BAB 11:

1.4K 220 10
                                    


Sejauh Ersa mengenal Elsa, sepupunya itu memang sering berulah.

Elsa memiliki dua kakak kandung laki-laki dan satu adik laki-laki. Dalam keluarganya, Elsa satu-satunya perempuan. Ibunya sudah meninggal ketika adik laki-lakinya berusia lima tahun. Sebagai anak perempuan satu-satunya dalam keluarga, Elsa mendapatkan kasih sayang penuh.

Namun, ternyata itu tidak cukup bagi Elsa.

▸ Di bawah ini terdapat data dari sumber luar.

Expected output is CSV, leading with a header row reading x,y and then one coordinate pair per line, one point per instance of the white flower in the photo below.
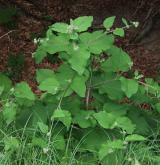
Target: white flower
x,y
129,159
12,89
45,150
75,46
49,133
110,151
35,40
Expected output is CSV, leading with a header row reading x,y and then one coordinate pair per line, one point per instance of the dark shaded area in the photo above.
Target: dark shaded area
x,y
33,17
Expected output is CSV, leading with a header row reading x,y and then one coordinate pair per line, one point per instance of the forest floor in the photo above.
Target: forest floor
x,y
145,54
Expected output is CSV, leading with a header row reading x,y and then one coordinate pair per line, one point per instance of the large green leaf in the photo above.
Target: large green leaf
x,y
108,22
43,74
65,75
83,23
115,108
22,90
119,61
57,44
129,86
59,142
112,89
134,137
79,58
40,54
97,42
79,86
63,116
93,139
84,119
50,85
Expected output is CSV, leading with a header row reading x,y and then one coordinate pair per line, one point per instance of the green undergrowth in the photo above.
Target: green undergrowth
x,y
88,112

Terutama ketika ayahnya memutuskan untuk menikah lagi. Dia semakin berulah.

Menjelang kelulusan, Elsa ketahuan sedang tidur dengan laki-laki di rumahnya. Kakaknya paling tua yang mengetahui itu.

Ersa mengetahui hal itu ketika Elsa datang ke rumahnya, menangis karena dimarahi. Saat itu, Ersa sudah lulus SMA dan akan melanjutkan ke perguruan tinggi. Sebagai saudara, Ersa hanya menangkan Elsa. Dia tidak tahu harus berkata apalagi. Sebab, memang sejak awal dunia Ersa dan Elsa berbeda meskipun nama mereka nyaris sama.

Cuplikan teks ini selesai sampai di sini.